4.1 EMarketNZ-Market Simulation Model
EMarket simulates the operation of the New Zealand spot market for electricity, including the generators and their price-quantity offers. Thermal generators are configured to offer bands of energy into the market. For instance, a generator might be configured to offer a base load band of 100MW at 0c/kWh, a firming band of 250MW at 3c/kWh, and a peaking band of 50MW at 5c/kWh.
Hydro generators have negligible real short run marginal costs but are energy constrained i.e. the "fuel" resource available to them is limited by their storage and expected inflows. Their inflows can also be highly volatile.
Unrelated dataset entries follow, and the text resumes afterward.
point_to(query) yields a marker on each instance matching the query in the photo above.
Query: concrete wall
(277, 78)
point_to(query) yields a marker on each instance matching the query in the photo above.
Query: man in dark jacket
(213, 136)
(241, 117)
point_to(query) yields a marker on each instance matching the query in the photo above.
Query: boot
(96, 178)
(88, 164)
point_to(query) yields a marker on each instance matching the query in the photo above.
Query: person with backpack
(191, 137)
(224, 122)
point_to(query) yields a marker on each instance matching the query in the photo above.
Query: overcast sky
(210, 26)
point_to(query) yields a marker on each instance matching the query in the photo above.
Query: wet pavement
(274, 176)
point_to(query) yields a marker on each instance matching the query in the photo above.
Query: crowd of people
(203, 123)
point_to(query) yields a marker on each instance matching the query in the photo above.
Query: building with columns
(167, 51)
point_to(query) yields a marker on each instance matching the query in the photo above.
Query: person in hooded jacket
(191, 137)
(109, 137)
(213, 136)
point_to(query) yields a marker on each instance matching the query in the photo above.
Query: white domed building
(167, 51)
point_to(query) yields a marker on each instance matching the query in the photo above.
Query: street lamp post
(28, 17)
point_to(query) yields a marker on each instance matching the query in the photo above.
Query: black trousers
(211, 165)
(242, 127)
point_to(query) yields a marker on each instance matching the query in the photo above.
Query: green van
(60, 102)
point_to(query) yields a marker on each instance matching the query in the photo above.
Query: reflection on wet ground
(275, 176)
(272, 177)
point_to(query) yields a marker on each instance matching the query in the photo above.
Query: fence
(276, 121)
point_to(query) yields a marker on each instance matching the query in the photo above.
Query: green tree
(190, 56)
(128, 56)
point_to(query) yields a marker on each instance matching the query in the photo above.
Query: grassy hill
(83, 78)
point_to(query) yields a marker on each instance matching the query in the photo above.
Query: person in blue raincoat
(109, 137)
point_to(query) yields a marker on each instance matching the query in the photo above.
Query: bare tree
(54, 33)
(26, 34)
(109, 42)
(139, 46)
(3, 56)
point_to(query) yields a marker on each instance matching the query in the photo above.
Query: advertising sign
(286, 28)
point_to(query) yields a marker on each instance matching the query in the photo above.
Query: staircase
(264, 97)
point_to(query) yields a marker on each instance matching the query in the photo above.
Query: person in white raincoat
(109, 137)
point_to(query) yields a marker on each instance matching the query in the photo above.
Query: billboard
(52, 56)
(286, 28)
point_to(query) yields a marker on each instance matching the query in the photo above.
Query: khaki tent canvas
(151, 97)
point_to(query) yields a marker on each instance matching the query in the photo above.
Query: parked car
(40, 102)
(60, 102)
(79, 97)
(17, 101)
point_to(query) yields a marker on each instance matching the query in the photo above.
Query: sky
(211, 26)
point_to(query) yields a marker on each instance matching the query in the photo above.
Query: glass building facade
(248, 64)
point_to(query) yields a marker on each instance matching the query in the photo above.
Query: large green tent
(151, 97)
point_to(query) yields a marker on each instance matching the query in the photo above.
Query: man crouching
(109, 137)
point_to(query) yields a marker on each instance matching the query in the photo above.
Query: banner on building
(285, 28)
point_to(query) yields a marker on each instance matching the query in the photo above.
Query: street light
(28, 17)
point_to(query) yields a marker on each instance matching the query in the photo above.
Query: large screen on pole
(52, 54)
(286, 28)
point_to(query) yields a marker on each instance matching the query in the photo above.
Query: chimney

The four major hydro generators, Waitaki, Manapouri, Clutha and Waikato, are modelled in some detail including their component reservoirs and the flows between these reservoirs.
Each hydro generator has a two stage offer, the first being its must run band offered at its must run price, with the second offer based on the "water value." The water value and optimum release for each major system is calculated using stochastic optimisation15 using 72 years of historical weekly inflow data, with reference to the thermal offers in the simulation run, but constrained by a dry year security of supply criteria entered by the user. This is discussed in more detail in section 5.11.
Small hydro generators are also optimised but on the assumption that they are price takers.
At each time zone, all offers are submitted to the dispatch module. For the purposes of long term modelling, time zones of Week Day, Week Night, Other Day and Other Night are used. The module obtains the demand from the demand input data and then dispatches generation to minimise the "cost" of dispatch as set by the generators' offers, and as seen by the purchasers in aggregate, taking account of conservation of energy, grid flows, grid losses and constraints on generator output and line capacities.16
Nodal prices at each modelled node are then calculated as the "shadow price" of each nodal energy constraint. Therefore, they include the price effect of all constraints mentioned above, including any effects due to marginal losses and line constraints.